Grading on a curve is less common than it once was, and the increased popularity of competency-based grading is one of the trends university leaders cite to explain the phenomenon of rising GPAs.

That is also one explanation for relatively lower grades in the programs that do grade on a curve. At UM’s Ross School of Business, for example, only 40% of the students in a core class are permitted to get a grade of A- or higher. For electives, it’s 60%. Still, nearly 57% of undergraduate grades last fall were in the A range.

Tim McKay, the associate dean for undergraduate education in the College of Literature, Science and the Arts, s an interview earlier this year that the business school had preserved that grading system because “they are themselves interested in ranking their students and some of the employers that they regularly work with have some interest in that, as well.”

Is it a problem?

Is it a problem that different disciplines grade differently? It can put students in lower-grading fields at a disadvantage for certain scholarships and for the sorts of jobs that use a GPA cutoff to winnow down the number of candidates.

But, in general, Courant said, the differences are reasonably well understood.

“Everybody knows that chemistry is a relatively hard-grading field, and so a B in chemistry could signify a very good performance, whereas in English it doesn’t,” he said. “If people have some idea of what the distribution is in different fields, they can account for it.”

James Madison College’s leaders declined a request to talk about the college’s grading practices, but communications manager Jane Deacon said in an email that the college’s “commitment to intellectual development translates to strong outcomes for our graduates.”

“The college’s post-graduation placement rate for the last five years has met or outpaced MSU’s average,” she said. “Our students are consistently recruited for and accepted into top-notch graduate and professional school programs across the U.S. and internationally.”

In other words, the relative scarcity of 4.0 grades doesn’t hurt them.

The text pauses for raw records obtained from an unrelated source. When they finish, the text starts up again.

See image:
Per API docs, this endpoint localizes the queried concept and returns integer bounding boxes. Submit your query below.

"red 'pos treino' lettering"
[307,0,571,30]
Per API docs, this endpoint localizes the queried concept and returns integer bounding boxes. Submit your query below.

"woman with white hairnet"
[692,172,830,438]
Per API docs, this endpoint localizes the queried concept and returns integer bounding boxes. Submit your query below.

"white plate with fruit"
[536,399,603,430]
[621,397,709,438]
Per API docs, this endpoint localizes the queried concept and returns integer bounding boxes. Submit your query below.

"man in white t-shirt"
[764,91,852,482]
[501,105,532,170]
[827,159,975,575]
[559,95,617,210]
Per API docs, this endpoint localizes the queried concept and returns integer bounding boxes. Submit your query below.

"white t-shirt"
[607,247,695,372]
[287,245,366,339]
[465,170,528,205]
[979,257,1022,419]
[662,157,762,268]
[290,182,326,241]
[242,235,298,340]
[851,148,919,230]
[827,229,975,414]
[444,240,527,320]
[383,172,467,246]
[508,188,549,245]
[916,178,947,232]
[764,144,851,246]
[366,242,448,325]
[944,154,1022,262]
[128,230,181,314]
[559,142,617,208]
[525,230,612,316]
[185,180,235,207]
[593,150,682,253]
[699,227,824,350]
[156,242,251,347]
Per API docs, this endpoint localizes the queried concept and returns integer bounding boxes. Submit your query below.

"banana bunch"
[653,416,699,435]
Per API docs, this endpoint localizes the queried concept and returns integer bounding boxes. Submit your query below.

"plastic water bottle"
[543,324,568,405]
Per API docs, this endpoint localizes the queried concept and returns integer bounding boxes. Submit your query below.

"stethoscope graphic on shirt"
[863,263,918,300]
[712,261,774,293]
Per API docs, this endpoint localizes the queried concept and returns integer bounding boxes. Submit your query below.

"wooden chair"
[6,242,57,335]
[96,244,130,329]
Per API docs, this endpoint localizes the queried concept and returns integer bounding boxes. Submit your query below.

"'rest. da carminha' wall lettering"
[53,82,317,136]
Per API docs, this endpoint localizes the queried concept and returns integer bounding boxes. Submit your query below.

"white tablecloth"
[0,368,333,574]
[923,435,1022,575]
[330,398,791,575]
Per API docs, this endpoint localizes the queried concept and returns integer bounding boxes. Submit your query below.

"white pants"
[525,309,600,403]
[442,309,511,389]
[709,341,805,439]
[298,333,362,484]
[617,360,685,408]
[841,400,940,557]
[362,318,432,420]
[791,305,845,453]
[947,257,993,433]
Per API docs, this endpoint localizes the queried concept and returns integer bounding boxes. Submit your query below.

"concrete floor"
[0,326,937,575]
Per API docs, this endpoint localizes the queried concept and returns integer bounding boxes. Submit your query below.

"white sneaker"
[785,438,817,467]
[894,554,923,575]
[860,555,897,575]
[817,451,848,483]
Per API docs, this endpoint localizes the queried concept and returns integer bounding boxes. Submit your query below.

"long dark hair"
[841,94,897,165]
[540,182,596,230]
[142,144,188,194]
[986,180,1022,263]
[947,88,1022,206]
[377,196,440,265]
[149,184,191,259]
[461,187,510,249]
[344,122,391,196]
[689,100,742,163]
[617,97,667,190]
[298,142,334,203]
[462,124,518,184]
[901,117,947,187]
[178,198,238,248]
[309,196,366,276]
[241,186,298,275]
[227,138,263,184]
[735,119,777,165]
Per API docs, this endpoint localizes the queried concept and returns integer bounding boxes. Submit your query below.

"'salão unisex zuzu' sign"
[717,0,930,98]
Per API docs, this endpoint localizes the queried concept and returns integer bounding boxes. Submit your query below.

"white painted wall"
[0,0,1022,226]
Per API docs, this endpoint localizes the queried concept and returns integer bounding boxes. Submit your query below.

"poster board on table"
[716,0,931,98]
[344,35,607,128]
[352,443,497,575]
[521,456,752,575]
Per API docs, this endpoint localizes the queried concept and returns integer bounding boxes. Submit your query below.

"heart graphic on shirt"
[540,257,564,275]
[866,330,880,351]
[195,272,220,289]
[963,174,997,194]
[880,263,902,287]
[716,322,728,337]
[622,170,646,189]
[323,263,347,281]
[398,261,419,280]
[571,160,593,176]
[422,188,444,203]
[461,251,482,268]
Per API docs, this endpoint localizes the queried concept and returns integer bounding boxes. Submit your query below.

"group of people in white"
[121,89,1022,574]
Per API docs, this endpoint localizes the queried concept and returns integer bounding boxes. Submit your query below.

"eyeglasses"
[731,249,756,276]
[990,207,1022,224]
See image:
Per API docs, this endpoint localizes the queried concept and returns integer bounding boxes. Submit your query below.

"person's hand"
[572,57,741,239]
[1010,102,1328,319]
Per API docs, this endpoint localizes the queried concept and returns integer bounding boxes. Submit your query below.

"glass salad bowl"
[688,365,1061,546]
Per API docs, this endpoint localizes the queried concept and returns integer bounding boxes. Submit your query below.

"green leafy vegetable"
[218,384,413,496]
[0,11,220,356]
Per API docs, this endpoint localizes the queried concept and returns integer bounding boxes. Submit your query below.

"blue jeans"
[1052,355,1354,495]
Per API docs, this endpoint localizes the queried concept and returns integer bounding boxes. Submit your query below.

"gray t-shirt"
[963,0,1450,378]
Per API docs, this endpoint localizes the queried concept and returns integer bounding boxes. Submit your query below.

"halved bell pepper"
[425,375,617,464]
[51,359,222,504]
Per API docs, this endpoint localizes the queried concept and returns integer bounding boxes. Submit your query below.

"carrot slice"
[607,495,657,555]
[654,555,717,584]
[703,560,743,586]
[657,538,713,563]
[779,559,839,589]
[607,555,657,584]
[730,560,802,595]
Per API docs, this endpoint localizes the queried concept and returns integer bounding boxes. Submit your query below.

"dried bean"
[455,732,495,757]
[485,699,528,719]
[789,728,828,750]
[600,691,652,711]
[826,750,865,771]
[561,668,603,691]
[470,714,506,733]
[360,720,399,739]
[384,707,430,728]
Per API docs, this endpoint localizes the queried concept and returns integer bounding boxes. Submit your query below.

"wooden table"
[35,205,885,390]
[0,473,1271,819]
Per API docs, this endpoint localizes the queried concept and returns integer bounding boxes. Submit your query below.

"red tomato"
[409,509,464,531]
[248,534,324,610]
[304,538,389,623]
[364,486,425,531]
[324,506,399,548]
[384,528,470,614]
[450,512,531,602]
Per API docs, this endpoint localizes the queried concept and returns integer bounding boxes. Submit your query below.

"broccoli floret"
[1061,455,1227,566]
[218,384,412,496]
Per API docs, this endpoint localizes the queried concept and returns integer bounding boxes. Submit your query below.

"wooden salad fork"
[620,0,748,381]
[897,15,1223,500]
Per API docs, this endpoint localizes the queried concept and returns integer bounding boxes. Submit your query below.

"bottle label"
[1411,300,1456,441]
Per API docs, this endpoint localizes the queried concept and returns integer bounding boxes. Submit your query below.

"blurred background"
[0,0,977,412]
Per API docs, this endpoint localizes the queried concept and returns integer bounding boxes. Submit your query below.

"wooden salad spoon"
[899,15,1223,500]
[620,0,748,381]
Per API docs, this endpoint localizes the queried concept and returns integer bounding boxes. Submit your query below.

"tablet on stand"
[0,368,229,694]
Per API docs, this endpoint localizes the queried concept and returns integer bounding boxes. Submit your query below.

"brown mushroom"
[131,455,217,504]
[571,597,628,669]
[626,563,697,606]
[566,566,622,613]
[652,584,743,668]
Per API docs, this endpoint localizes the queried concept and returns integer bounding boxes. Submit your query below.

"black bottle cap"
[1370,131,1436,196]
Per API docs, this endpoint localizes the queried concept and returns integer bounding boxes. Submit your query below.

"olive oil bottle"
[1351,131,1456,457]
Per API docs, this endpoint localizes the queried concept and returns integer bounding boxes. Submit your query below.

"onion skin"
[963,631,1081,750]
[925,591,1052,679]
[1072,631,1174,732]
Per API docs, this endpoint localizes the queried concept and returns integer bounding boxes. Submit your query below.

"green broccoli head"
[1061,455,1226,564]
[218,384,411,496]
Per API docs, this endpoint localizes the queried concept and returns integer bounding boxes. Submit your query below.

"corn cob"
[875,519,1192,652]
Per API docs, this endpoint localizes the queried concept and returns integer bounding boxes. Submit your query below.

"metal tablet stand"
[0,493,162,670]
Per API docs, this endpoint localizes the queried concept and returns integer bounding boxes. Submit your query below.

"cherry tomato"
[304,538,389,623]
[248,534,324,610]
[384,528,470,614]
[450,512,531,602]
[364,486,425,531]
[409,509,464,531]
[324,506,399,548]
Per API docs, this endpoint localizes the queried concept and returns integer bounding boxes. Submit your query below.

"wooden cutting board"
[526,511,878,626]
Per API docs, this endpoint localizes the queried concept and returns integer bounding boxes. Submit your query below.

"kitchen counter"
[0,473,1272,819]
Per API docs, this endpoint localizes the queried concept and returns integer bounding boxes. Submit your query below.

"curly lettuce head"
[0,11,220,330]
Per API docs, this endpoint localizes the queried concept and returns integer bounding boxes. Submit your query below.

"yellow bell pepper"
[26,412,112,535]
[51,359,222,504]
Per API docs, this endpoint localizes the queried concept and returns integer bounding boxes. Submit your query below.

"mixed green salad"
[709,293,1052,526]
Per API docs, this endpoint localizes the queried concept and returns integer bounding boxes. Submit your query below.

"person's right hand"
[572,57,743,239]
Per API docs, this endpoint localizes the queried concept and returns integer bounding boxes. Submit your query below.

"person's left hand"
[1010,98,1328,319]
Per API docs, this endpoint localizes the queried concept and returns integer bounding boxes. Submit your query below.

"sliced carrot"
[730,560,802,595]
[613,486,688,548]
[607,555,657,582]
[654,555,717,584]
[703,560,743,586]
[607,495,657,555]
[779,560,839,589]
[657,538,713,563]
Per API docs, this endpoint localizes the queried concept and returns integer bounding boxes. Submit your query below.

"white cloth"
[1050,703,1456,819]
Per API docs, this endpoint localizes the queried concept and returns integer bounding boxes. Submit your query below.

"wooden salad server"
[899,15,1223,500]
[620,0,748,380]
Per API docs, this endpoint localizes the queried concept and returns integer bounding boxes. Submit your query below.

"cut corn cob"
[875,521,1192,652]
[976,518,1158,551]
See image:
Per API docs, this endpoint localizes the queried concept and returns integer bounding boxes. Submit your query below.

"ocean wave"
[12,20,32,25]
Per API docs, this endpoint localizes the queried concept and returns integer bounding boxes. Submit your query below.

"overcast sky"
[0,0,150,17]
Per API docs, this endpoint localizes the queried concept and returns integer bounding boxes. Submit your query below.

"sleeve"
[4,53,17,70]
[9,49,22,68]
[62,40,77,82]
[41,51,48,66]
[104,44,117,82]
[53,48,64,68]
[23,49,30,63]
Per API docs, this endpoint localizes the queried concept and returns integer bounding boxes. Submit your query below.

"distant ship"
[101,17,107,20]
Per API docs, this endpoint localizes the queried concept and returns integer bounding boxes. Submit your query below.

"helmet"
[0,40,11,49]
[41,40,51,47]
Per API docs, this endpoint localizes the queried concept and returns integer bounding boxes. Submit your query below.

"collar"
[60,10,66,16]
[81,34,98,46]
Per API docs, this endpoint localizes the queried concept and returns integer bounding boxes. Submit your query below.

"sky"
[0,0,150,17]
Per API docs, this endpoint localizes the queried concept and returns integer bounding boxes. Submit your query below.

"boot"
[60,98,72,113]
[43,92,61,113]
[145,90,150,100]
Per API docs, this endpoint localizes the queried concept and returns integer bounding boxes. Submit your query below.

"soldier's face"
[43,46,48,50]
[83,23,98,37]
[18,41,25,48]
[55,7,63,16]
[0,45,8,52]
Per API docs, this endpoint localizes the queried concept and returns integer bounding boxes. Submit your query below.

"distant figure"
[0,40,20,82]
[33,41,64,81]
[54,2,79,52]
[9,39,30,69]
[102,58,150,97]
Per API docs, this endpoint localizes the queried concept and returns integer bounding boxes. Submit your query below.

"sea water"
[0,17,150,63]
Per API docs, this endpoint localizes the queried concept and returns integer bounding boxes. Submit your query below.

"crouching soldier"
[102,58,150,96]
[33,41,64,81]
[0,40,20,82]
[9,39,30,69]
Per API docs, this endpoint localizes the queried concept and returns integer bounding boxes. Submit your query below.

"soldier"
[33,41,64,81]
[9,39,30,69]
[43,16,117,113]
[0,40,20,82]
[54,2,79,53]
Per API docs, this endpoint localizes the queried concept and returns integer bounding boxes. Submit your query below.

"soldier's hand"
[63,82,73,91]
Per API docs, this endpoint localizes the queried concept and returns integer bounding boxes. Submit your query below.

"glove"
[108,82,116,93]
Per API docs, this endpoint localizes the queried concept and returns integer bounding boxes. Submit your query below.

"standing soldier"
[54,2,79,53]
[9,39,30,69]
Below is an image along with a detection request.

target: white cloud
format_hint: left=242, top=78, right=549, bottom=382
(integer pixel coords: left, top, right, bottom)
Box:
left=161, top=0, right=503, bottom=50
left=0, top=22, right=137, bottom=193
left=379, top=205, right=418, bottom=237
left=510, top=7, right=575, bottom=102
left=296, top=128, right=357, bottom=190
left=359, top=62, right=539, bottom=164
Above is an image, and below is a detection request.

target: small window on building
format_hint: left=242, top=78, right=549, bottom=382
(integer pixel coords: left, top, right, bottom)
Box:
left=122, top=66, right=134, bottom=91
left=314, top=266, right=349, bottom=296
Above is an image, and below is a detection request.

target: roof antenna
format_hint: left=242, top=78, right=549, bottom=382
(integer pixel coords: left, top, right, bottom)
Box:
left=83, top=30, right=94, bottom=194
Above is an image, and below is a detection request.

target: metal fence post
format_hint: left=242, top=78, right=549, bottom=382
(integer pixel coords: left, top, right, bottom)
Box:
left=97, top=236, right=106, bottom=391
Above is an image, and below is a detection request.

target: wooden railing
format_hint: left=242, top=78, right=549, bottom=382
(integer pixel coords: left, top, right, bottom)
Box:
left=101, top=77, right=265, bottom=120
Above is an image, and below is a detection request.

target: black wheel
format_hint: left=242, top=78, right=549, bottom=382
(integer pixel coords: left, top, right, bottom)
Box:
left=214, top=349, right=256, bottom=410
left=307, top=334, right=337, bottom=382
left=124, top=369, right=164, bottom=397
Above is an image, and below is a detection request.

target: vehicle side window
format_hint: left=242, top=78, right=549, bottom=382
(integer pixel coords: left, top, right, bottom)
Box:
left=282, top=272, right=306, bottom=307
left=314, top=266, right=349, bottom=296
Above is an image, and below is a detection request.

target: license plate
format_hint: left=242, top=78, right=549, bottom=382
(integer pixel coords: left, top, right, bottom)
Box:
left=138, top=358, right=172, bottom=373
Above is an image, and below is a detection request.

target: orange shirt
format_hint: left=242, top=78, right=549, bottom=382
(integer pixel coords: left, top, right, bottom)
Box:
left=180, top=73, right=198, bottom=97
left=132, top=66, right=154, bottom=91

Madison students seem to agree.

“James Madison classes are typically just a lot more work than other MSU classes,” said Nicolas Carrizales, a senior who is studying international relations and vice president of the James Madison College Student Senate. “Lots more reading, lots more writing than any other class I’ve taken at MSU.”

But it’s worth it, he said, “because you do learn a lot” and because the college was a reputation that precedes it and helps connects students to potential employers and graduate schools.

“Which is a much greater benefit than having a high GPA on a transcript,” he said, “because they help you get your foot in the door in a lot of places.”